A ação teve por objetivo verificar as condições de cumprimento da Resolução 400 da Agência Nacional de Aviação Civil (Anac), que estabeleceu novas regras para a cobrança de bagagem despachada nos voos nacionais e internacionais. A partir da nova norma, as companhias aéreas ficaram autorizadas a cobrar pelas bagagens despachadas. Com isso, a expectativa era de que houvesse redução nos preços das passagens, o que se confirmou para os passageiros que embarcam somente com bagagem de mão (cujo peso máximo permitido subiu de cinco para dez quilos), ou sem bagagem – entretanto, quem viaja com mais bagagens está, segundo o MPPR, pagando mais caro.

Divulgação insuficiente – Na fiscalização, foi constatada a necessidade de melhor divulgação das informações sobre os valores cobrados para despacho das bagagens. No Afonso Pena, os balcões de venda das companhias aéreas, os totens de check-in e as bancadas de check-in contêm folhetos informativos a respeito, mas sem a clareza, a precisão e a ostensividade prevista no artigo 31 do Código de Defesa do Consumidor – muitos têm letras pequenas que não permitem clara visualização. Outro problema verificado foi a falta de balanças para que os consumidores possam conferir o peso de suas bagagens antes do despacho. Várias pessoas que se preparavam para embarcar declararam-se confusas quanto ao preço a ser cobrado pelas bagagens, inclusive porque as cobranças são feitas com critérios diferentes, conforme a companhia aérea. Além disso, há tarifas diferenciadas de acordo com o canal de atendimento no qual se solicita o despacho da bagagem (totens de autoatendimento, internet ou balcão da companhia).

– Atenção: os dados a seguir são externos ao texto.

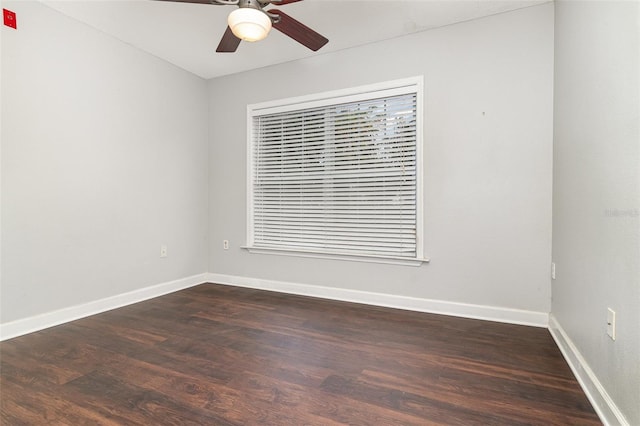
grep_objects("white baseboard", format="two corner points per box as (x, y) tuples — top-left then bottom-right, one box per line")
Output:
(0, 274), (207, 341)
(207, 273), (549, 328)
(549, 314), (629, 426)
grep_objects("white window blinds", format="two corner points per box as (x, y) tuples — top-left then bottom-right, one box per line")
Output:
(249, 78), (420, 259)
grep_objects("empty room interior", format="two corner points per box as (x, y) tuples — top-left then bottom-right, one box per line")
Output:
(0, 0), (640, 425)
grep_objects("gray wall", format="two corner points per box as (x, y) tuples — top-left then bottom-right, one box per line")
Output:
(209, 4), (553, 313)
(0, 1), (208, 323)
(552, 1), (640, 425)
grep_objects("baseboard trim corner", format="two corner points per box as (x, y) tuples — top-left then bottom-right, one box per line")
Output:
(207, 273), (549, 328)
(549, 314), (629, 426)
(0, 273), (207, 341)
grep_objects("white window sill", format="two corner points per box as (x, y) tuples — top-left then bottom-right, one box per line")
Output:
(241, 246), (429, 266)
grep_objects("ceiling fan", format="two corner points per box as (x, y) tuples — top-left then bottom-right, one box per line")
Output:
(153, 0), (329, 52)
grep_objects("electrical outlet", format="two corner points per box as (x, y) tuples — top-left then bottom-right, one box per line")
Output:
(607, 308), (616, 340)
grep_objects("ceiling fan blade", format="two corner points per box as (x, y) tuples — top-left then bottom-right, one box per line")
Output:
(268, 8), (329, 52)
(216, 27), (241, 53)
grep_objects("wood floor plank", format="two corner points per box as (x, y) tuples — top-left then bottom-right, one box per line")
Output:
(0, 284), (601, 426)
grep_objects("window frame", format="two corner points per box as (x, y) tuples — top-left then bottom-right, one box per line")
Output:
(248, 76), (429, 266)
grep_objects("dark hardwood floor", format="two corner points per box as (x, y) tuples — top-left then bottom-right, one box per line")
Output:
(0, 284), (601, 425)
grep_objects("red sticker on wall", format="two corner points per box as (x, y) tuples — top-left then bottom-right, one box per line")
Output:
(2, 9), (18, 29)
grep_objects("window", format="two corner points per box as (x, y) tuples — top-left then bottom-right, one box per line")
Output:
(248, 78), (424, 264)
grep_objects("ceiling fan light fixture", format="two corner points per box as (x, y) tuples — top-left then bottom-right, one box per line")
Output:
(227, 7), (271, 41)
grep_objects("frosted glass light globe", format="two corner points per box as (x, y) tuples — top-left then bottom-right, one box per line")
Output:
(227, 7), (271, 41)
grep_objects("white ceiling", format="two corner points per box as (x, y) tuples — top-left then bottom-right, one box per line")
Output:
(40, 0), (548, 79)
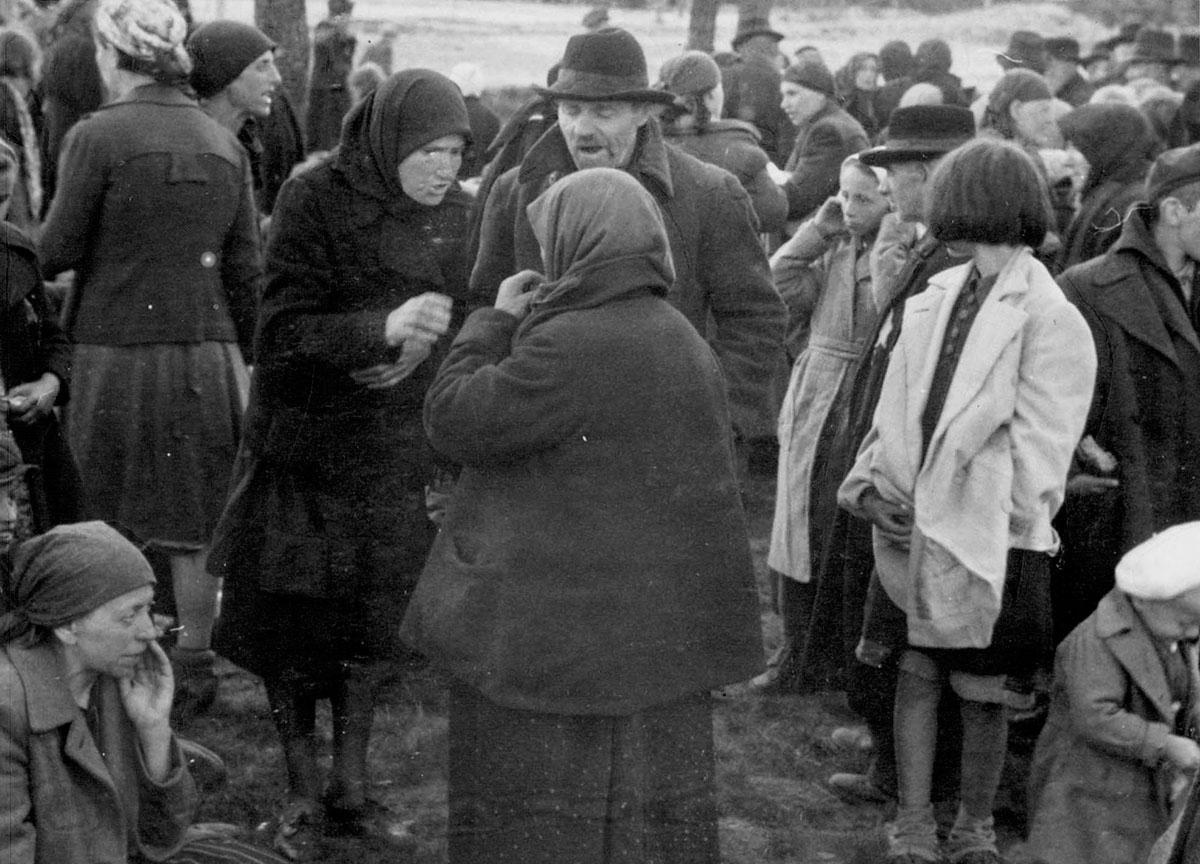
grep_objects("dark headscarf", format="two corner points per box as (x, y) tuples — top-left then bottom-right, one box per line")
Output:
(1058, 102), (1157, 196)
(337, 68), (470, 209)
(0, 522), (155, 646)
(527, 168), (674, 304)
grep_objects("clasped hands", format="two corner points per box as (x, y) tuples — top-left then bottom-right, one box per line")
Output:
(350, 292), (454, 390)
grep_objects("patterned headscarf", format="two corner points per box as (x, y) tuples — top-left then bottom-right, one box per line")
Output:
(0, 522), (155, 646)
(94, 0), (192, 73)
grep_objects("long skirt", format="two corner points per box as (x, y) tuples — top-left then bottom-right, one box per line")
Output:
(448, 682), (720, 864)
(66, 342), (250, 551)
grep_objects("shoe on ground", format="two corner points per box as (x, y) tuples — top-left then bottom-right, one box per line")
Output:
(827, 774), (892, 804)
(829, 726), (875, 754)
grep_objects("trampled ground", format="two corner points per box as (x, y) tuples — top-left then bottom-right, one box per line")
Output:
(174, 0), (1108, 864)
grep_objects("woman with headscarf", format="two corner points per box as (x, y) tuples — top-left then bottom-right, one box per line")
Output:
(834, 52), (888, 140)
(0, 522), (283, 864)
(1058, 102), (1158, 270)
(659, 50), (787, 234)
(38, 0), (262, 715)
(211, 70), (470, 846)
(401, 168), (762, 864)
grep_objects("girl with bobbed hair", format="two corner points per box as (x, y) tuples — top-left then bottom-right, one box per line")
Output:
(839, 139), (1096, 864)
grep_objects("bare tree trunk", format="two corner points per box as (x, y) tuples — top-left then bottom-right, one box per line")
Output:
(254, 0), (310, 118)
(688, 0), (721, 52)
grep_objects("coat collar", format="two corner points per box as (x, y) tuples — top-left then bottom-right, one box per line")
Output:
(517, 119), (674, 198)
(1096, 588), (1175, 722)
(1085, 214), (1200, 366)
(904, 248), (1036, 452)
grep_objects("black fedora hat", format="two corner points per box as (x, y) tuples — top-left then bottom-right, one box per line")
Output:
(731, 18), (784, 50)
(858, 106), (974, 168)
(538, 28), (674, 104)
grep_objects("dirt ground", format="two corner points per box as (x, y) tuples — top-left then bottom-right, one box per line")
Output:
(171, 0), (1123, 864)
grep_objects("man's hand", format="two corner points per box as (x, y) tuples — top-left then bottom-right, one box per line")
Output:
(496, 270), (546, 320)
(384, 292), (454, 348)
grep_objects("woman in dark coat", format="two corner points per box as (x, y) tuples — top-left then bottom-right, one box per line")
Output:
(1058, 102), (1158, 270)
(659, 50), (787, 234)
(211, 70), (470, 838)
(401, 168), (762, 864)
(38, 0), (262, 715)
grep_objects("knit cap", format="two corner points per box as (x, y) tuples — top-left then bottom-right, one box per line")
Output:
(187, 20), (276, 98)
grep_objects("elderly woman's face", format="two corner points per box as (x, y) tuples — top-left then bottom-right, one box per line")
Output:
(60, 586), (157, 678)
(397, 134), (467, 206)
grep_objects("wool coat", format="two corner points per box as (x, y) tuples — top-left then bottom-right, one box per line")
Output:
(1028, 589), (1181, 864)
(784, 98), (871, 220)
(470, 120), (787, 439)
(402, 244), (763, 715)
(0, 643), (198, 864)
(767, 221), (878, 582)
(839, 248), (1096, 648)
(1058, 210), (1200, 592)
(664, 120), (787, 234)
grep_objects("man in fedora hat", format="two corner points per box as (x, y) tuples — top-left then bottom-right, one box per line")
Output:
(792, 106), (976, 803)
(1126, 28), (1180, 86)
(1056, 145), (1200, 631)
(1042, 36), (1096, 108)
(721, 18), (796, 166)
(470, 28), (786, 432)
(772, 64), (870, 221)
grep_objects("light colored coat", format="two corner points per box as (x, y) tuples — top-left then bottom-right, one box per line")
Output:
(839, 248), (1096, 648)
(1027, 589), (1182, 864)
(767, 220), (878, 582)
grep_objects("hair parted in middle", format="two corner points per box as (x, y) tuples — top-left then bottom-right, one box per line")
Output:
(925, 138), (1054, 248)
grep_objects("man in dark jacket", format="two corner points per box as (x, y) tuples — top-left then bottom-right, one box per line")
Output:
(1055, 145), (1200, 632)
(775, 64), (870, 221)
(470, 28), (786, 432)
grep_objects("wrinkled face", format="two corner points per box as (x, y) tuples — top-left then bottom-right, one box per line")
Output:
(226, 50), (283, 118)
(396, 134), (467, 206)
(1009, 100), (1063, 149)
(66, 586), (157, 678)
(854, 58), (880, 90)
(882, 162), (932, 222)
(558, 100), (650, 170)
(779, 82), (826, 126)
(838, 168), (892, 236)
(0, 484), (17, 550)
(1133, 590), (1200, 642)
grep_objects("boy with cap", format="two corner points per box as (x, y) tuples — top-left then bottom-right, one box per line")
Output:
(1055, 145), (1200, 632)
(1028, 522), (1200, 864)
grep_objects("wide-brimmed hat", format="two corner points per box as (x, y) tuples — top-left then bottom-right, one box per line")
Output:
(858, 106), (974, 168)
(996, 30), (1046, 72)
(1129, 28), (1180, 66)
(1045, 36), (1079, 64)
(536, 28), (674, 104)
(731, 18), (784, 50)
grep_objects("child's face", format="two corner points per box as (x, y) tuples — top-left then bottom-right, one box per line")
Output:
(1134, 589), (1200, 642)
(0, 484), (17, 548)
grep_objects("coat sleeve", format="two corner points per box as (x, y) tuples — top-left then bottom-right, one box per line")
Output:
(37, 124), (108, 278)
(254, 174), (390, 371)
(0, 673), (37, 864)
(221, 151), (263, 362)
(1009, 290), (1096, 551)
(1056, 626), (1170, 768)
(696, 172), (787, 439)
(425, 308), (584, 466)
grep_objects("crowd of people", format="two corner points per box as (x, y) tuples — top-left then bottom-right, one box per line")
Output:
(0, 0), (1200, 864)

A promotora de Justiça Cristina Corso Ruaro, que participou da ação, acredita que o tabelamento dos valores poderá representar uma evolução, na medida em que permitirá ao consumidor saber antecipadamente o preço a ser pago pelo despacho de bagagem, especialmente quando o pagamento for feito antecipadamente pelos sistemas de autoatendimento. Outra vantagem, segundo ela, é para os viajantes que antes precisavam pagar excesso de bagagem: “Antes, havia uma franquia de 23 quilos, mas o excesso de peso era cobrado de acordo com a tarifa do dia da viagem, bem mais cara”. Ela critica, entretanto, os transtornos para a acomodação das bagagens de mão, cujo peso máximo foi dobrado sem que as aeronaves possam ser adaptadas para esse aumento, o que tem ocasionado a ocupação máxima dos bagageiros e outros espaços disponíveis, prejudicando muitas vezes o conforto dos viajantes. Positivamente, a fiscalização constatou que está sendo garantida a prioridade especial aos idosos com mais de 80 anos, conforme recente modificação da legislação federal (lei nº 13.466/2017).

Também participaram da ação os promotores de Justiça Andressa Chiamulera e Maximiliano Ribeiro Deliberador, que atuam na área de defesa do consumidor em São José dos Pinhais e Curitiba, respectivamente.